The Atlantic Yards complex where the Barclays Center is located; far cry from Izod Center and Prudential Center of old |
Since their ABA beginnings as a franchise, and through their entrance into the NBA, the Nets have been given a label as a troubled team that didn’t win many games, had plenty of players get into serious trouble with the law, that never won many games, and certainly didn’t have much of a fan base. And all of that futility was manifested in the several sub-par arenas that the franchise has played in since it’s inception in 1967 as the ABA’s New Jersey Americans.
That Americans team played its home games at the Teaneck Armory after the team’s planned home arena, the 69th Regiment Armory in Manhattan, was forced to invalidate the Americans’ deal with the team three months before the start of the season.
The franchise’s owners had to scramble to find a new home in the Tri-State area and that frantically-chosen home base served as the kickstarter to an organization that just seemed to not get things right from Day One roughly until now, when the Nets are on the doorstep of their first season in their brand-new, billion-dollar home in one of the most popular boroughs of the biggest and most influential cities in the world.

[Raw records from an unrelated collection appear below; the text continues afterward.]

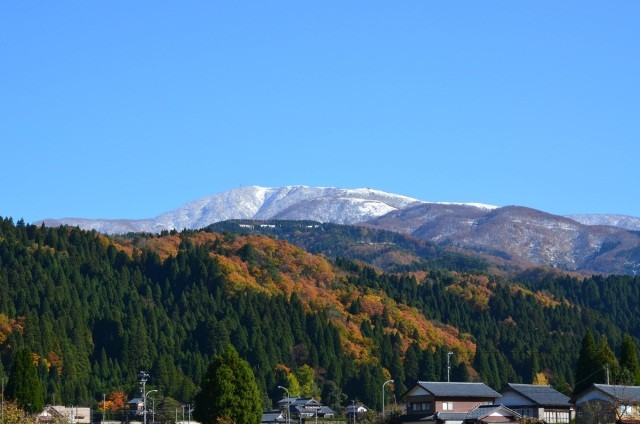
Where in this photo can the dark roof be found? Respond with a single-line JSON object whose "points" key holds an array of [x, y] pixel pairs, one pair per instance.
{"points": [[624, 393], [540, 395], [271, 417], [326, 410], [473, 390]]}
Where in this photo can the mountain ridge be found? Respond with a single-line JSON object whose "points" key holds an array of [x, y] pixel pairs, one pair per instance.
{"points": [[522, 235]]}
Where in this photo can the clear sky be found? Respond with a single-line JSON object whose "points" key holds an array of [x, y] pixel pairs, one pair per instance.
{"points": [[128, 109]]}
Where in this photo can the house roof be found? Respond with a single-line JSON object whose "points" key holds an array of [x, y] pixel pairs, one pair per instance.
{"points": [[540, 395], [449, 416], [486, 410], [325, 410], [271, 417], [473, 390], [624, 393]]}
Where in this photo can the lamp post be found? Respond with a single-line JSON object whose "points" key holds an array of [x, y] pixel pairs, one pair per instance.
{"points": [[144, 401], [383, 384], [143, 381], [288, 404], [153, 408], [353, 406]]}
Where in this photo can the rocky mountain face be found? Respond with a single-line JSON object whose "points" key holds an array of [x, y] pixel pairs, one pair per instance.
{"points": [[517, 234]]}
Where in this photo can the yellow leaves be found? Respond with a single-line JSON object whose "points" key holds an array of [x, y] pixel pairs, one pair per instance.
{"points": [[545, 299], [540, 379]]}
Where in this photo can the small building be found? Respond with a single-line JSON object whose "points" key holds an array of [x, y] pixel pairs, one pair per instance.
{"points": [[443, 402], [304, 407], [71, 415], [273, 418], [540, 402], [357, 409], [608, 403], [490, 414]]}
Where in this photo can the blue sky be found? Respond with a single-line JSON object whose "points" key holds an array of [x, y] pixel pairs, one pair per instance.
{"points": [[130, 109]]}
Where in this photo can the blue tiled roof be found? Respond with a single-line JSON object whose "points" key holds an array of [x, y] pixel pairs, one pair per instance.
{"points": [[450, 416], [541, 395], [472, 390], [624, 393], [484, 410]]}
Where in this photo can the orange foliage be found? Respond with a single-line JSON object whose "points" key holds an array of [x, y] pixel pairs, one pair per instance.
{"points": [[545, 299], [472, 288], [116, 400], [8, 326], [273, 266]]}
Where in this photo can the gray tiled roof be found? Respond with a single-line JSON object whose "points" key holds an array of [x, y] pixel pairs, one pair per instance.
{"points": [[624, 393], [473, 390], [484, 410], [540, 395]]}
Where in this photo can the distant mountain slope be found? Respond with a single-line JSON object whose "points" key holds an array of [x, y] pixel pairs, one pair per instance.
{"points": [[522, 234], [519, 235], [622, 221], [325, 204]]}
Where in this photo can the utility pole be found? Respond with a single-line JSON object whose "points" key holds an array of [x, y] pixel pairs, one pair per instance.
{"points": [[143, 381], [388, 381], [288, 404]]}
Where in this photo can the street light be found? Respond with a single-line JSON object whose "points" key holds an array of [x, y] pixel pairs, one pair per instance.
{"points": [[143, 380], [288, 404], [383, 384], [153, 409], [144, 404]]}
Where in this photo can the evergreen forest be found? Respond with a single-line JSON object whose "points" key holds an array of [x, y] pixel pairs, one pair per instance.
{"points": [[94, 310]]}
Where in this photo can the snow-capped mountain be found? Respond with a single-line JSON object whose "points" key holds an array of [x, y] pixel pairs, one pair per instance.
{"points": [[623, 221], [324, 204], [516, 234]]}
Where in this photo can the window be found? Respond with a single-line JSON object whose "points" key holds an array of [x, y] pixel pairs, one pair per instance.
{"points": [[423, 406], [556, 416]]}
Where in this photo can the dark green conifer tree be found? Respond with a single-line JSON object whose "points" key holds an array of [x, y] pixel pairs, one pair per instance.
{"points": [[228, 391], [587, 367], [24, 385], [629, 366]]}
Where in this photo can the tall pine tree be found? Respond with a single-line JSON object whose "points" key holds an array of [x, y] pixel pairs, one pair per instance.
{"points": [[629, 366], [588, 365], [24, 385]]}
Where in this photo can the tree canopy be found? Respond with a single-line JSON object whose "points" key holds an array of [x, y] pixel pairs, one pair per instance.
{"points": [[228, 392]]}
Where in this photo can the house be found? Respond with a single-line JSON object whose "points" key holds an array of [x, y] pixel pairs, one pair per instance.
{"points": [[489, 414], [539, 402], [71, 415], [355, 409], [303, 408], [608, 403], [273, 418], [440, 402]]}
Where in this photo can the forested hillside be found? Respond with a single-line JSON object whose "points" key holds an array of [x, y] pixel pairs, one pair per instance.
{"points": [[96, 310]]}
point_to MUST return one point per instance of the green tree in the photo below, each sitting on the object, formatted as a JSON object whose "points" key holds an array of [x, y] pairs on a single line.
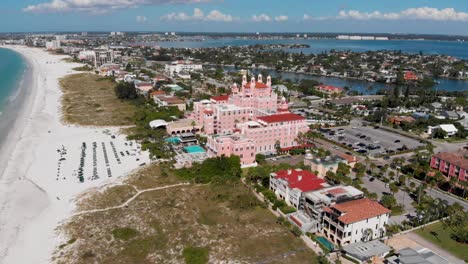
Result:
{"points": [[393, 188], [388, 201], [125, 90]]}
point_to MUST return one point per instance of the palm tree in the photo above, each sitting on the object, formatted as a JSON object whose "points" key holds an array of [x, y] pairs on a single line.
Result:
{"points": [[453, 182], [464, 185], [372, 167], [367, 236]]}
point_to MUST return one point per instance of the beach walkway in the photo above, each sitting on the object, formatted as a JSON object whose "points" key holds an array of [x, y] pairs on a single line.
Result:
{"points": [[126, 203]]}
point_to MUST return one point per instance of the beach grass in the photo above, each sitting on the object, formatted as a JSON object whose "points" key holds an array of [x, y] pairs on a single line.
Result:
{"points": [[190, 223], [105, 197], [440, 236], [90, 100]]}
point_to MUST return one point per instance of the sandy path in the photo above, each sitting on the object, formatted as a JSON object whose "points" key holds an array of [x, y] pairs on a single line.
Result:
{"points": [[126, 203]]}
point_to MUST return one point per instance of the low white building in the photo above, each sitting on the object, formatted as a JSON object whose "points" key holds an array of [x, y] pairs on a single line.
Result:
{"points": [[354, 221], [290, 184], [450, 129], [182, 66], [143, 87], [53, 45]]}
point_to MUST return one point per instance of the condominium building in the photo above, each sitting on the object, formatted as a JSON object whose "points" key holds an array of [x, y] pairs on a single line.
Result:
{"points": [[451, 165], [354, 221], [314, 202], [182, 66], [168, 100], [290, 185]]}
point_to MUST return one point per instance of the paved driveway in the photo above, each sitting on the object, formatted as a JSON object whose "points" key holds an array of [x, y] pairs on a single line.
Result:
{"points": [[402, 197]]}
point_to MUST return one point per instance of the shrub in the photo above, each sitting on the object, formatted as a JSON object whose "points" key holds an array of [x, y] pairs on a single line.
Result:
{"points": [[124, 233], [287, 209]]}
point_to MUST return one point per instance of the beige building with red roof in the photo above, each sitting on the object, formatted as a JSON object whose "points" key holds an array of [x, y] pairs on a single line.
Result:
{"points": [[289, 185], [354, 221], [451, 165]]}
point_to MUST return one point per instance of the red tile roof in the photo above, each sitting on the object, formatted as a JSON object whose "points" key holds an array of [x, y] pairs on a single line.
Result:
{"points": [[329, 88], [301, 179], [457, 160], [409, 75], [281, 118], [337, 191], [298, 147], [158, 93], [257, 85], [358, 210], [220, 98]]}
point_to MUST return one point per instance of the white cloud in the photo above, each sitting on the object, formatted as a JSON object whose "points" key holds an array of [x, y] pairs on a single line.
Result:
{"points": [[214, 15], [141, 19], [307, 17], [261, 18], [281, 18], [420, 13], [98, 6]]}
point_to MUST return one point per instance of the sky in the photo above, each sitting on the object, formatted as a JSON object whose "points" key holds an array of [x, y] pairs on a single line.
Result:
{"points": [[449, 17]]}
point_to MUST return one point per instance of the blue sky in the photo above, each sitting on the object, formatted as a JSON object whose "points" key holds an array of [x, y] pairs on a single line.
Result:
{"points": [[391, 16]]}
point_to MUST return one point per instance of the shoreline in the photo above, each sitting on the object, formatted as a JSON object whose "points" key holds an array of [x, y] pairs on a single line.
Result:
{"points": [[15, 111], [37, 189]]}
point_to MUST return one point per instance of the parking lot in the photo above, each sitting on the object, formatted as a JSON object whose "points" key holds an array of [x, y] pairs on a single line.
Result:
{"points": [[371, 140]]}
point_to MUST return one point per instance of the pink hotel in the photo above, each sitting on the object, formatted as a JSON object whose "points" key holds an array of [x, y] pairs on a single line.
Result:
{"points": [[249, 121]]}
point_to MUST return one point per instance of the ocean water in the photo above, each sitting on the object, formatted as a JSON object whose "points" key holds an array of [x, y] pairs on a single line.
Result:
{"points": [[12, 67], [452, 48]]}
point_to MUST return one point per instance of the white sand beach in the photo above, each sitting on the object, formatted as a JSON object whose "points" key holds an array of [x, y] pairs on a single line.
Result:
{"points": [[41, 160]]}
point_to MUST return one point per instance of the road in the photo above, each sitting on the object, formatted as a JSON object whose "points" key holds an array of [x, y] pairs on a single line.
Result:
{"points": [[436, 193]]}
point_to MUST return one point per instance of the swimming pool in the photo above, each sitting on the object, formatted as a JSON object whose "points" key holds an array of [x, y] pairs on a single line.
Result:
{"points": [[173, 140], [194, 149]]}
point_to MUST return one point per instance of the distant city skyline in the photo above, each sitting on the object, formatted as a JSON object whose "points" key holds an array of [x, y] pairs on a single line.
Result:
{"points": [[448, 17]]}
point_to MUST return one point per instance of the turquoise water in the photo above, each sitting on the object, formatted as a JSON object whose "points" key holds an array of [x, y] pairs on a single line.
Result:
{"points": [[194, 149], [452, 48], [173, 140], [361, 86], [12, 67]]}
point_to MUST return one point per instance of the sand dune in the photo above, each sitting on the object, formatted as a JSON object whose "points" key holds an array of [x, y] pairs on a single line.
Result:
{"points": [[41, 161]]}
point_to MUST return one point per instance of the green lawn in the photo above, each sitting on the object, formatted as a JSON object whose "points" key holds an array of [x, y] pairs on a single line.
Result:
{"points": [[439, 236]]}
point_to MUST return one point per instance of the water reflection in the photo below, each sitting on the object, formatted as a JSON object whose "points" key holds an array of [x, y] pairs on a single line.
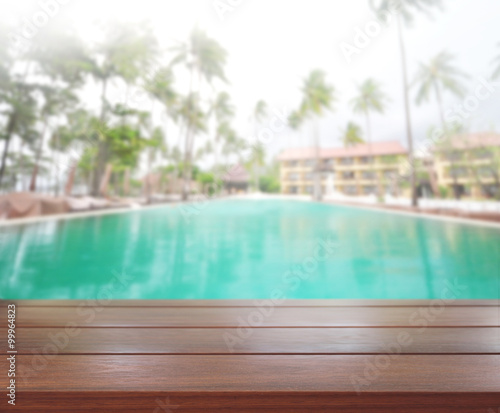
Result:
{"points": [[243, 249]]}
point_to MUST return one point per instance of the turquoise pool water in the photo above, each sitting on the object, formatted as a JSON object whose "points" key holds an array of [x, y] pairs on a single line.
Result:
{"points": [[248, 249]]}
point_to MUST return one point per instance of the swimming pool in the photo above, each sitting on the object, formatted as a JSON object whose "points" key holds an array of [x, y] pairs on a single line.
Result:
{"points": [[249, 249]]}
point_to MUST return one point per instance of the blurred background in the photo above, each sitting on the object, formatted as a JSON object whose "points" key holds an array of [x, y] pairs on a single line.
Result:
{"points": [[145, 99]]}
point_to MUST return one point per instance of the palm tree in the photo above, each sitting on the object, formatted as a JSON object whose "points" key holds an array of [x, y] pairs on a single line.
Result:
{"points": [[405, 10], [436, 77], [20, 112], [125, 54], [205, 59], [370, 98], [317, 96], [57, 101], [195, 121], [258, 115], [223, 110], [295, 120], [352, 135], [496, 72]]}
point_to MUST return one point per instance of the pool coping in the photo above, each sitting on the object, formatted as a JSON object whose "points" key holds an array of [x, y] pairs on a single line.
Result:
{"points": [[181, 357], [111, 211]]}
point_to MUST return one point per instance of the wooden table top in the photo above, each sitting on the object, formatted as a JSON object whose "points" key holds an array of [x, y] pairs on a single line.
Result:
{"points": [[249, 356]]}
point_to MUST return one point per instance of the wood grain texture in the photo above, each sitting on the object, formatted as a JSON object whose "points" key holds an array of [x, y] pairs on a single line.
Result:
{"points": [[260, 341], [247, 303], [314, 356], [252, 402], [90, 316], [262, 373]]}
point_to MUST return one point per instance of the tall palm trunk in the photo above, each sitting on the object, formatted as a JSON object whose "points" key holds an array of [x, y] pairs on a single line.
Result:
{"points": [[409, 136], [370, 152], [68, 188], [126, 182], [317, 173], [256, 164], [39, 151], [103, 187], [186, 170], [102, 150], [10, 130], [447, 137]]}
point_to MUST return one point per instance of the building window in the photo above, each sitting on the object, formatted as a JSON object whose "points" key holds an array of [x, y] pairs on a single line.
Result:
{"points": [[454, 156], [346, 161], [350, 190], [458, 171], [485, 171], [328, 163], [389, 174], [483, 153], [368, 175]]}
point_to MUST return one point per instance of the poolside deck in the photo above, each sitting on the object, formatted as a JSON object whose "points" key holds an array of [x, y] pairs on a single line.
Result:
{"points": [[297, 356]]}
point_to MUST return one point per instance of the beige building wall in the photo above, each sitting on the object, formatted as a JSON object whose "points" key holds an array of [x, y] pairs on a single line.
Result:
{"points": [[473, 169], [353, 175]]}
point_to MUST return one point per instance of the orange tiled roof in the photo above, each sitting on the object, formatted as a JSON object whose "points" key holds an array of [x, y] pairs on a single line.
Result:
{"points": [[377, 148], [474, 140]]}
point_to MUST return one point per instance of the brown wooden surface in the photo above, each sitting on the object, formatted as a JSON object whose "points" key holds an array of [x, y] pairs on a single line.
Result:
{"points": [[303, 356], [103, 316], [261, 341]]}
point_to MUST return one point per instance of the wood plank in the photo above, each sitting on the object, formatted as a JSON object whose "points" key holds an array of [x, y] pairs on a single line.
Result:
{"points": [[260, 341], [260, 373], [89, 316], [247, 303], [249, 402]]}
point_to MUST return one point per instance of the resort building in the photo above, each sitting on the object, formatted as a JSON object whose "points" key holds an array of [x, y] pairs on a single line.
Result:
{"points": [[356, 170], [469, 165]]}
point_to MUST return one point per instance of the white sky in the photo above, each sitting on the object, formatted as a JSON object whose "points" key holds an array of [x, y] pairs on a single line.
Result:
{"points": [[274, 44]]}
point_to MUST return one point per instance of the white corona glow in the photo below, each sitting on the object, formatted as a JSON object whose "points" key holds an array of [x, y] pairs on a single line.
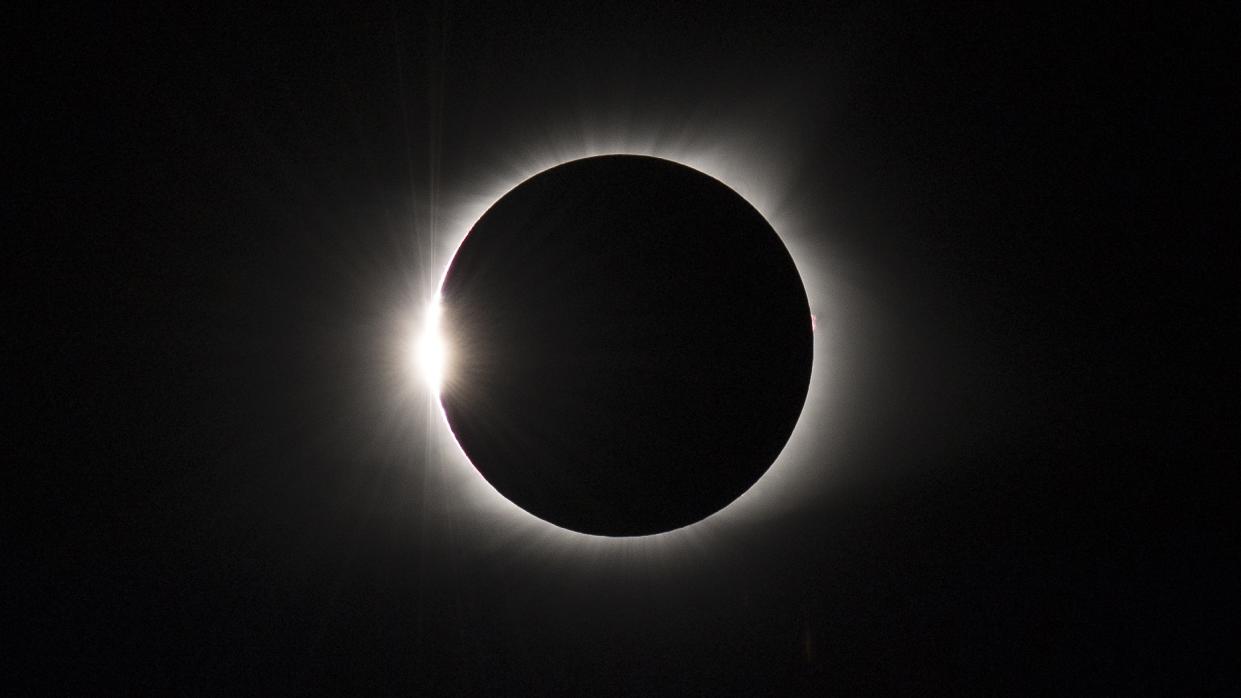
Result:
{"points": [[431, 348], [757, 169]]}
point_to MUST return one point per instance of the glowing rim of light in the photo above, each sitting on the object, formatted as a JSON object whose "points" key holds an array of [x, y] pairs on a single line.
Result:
{"points": [[782, 484]]}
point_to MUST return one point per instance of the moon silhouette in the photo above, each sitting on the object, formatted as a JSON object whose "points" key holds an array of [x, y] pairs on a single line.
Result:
{"points": [[632, 345]]}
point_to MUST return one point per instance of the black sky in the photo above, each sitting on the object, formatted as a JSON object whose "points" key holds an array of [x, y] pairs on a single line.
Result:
{"points": [[219, 220]]}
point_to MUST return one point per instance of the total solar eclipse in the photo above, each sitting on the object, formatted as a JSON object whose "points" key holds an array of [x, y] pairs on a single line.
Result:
{"points": [[631, 345]]}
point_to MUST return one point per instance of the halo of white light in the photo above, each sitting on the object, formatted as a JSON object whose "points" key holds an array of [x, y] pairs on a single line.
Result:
{"points": [[431, 348], [804, 460]]}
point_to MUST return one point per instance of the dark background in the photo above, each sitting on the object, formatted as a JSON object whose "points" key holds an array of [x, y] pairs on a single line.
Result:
{"points": [[217, 219]]}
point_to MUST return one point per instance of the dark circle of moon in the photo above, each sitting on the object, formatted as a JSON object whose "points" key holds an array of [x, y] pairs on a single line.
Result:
{"points": [[631, 345]]}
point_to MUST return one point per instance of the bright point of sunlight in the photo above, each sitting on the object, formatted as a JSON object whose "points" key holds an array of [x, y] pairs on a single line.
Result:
{"points": [[430, 349]]}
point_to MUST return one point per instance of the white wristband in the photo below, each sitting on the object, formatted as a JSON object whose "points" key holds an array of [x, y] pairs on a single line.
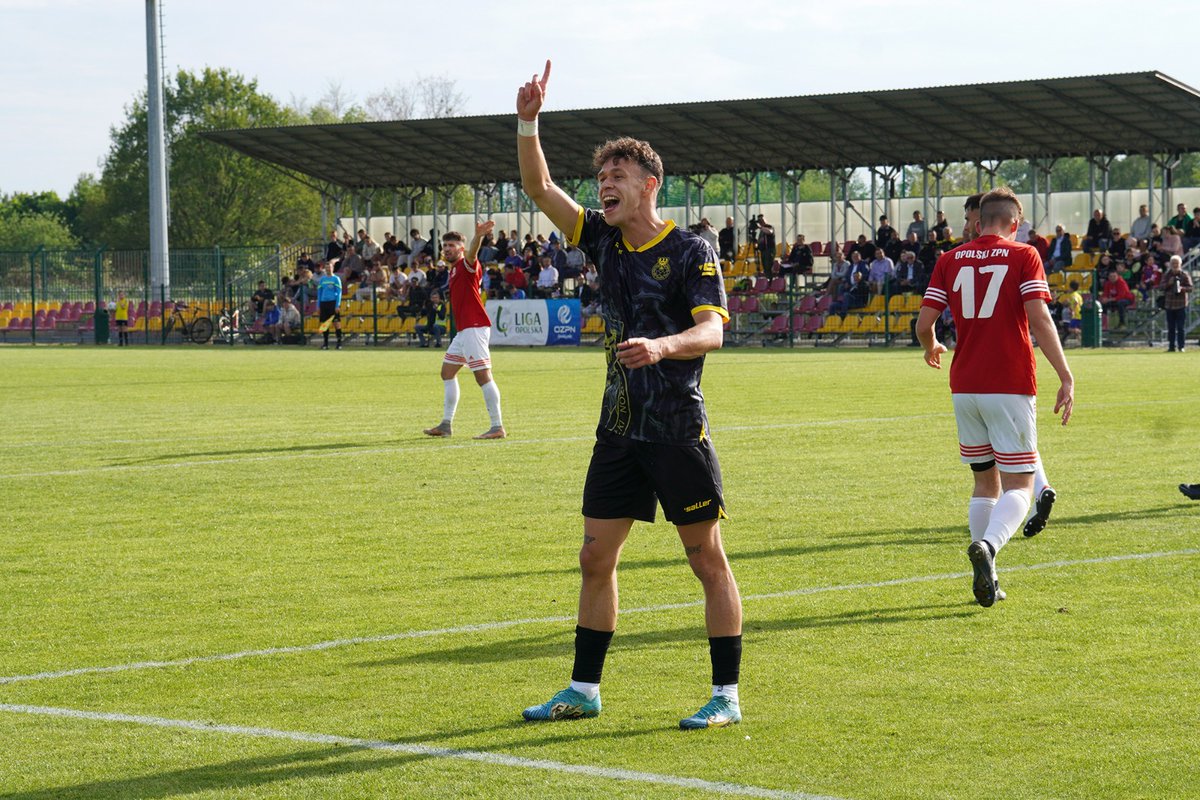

However, the Barclays Center is not just a basketball arena for the Nets to play their home games at. Rather, it is much more. It represents the franchise rising up from its incredibly ugly shadow known as the Meadowlands and inner-city Newark–where they spent their seasons at since 1981–into the upper-tier of the league, at least in a reputation-like light.
I’m not saying the Nets will be an elite team in terms of record this season, I’m just saying that the team finally having a world-class arena to play 41 home games a year in will definitely serve to better the team’s image, and national awareness, around the league and the sports world in general. With the Barclays Center, the Brooklyn Nets will finally be a destination for free-agents to come to, not just a temporary spot to land before going onto bigger and better.
Brooklyn, and the Barclays Center, will finally be the bigger and better for those top-flight NBA free-agents. Instead of wanting to stay as far away from the Nets franchise of old as possible, people involved with the league will want to cover the brand-new team, in the brand-new arena, with the brand-new potential to contend for a championship if not this season, then in those to come. The times when the only players on the Nets were cast-offs from other teams, overpaid divas, and those in between are over.
The Barclays Center has officially rushed this team into a new era, one that I, like all other Nets fans, are ridiculously excited to begin. Welcome to the big-time boys, this isn’t the Meadowlands or Newark anymore, this is Brooklyn.